You may return this Option Agreement to the Company (in care of the Vice President and Treasurer) within thirty (30) days after the Grant Date, and by doing so you will forfeit any rights under this Option Agreement. If you choose to retain this Option Agreement beyond that date, then you accept the terms of these options and agree and consent to all amendments to the Plan and the Company’s 1995 Stock Option Plan and 2004 Incentive Stock Plan through the Grant Date as they apply to these options and any prior awards to you under such plans.

 

Vice President and Treasurer  
Date:    
Time:    


Exhibit 10.4

Exhibit A to Option Agreement

If you cease to be employed by the Company by reason of Retirement (as defined in the Company’s 2009 Incentive Stock Plan), then, effective immediately prior to the time of cessation of employment, options to purchase all shares that were not previously vested will become fully vested except where Cause (as defined below) existed prior to the time of cessation of employment.
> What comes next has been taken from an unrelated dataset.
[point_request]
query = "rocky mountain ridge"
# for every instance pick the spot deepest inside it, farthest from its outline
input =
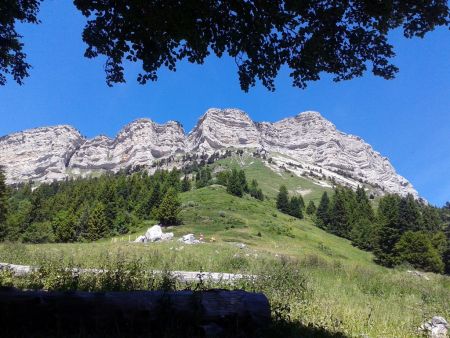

The exercisability and termination of such options following Retirement will remain subject to Section 7(g)(ii) of the Company’s 2009 Incentive Stock Plan.

“Cause” shall mean (1) your conviction of a felony or a plea by you of no contest to a felony, (2) willful misconduct on your part that is materially and demonstrably detrimental to the Company, (3) your willful refusal to perform requested duties consistent with your office, position or status with the Company (other than as a result of your physical or mental disability) or (4) other conduct or inaction that the Committee determines in its discretion constitutes Cause. With respect to clauses (2), (3) and (4) of this paragraph, Cause shall be determined by a majority of the Committee (as defined in the Company’s 2009 Incentive Stock Plan) at a meeting held after reasonable notice to you and including an opportunity for you and your counsel to be heard. The Committee shall not have the right to determine that Cause exists pursuant to clause (4) of this paragraph following the occurrence of a Change of Control (as defined in the Company’s 2009 Incentive Stock Plan). All determinations of the Committee hereunder shall be final.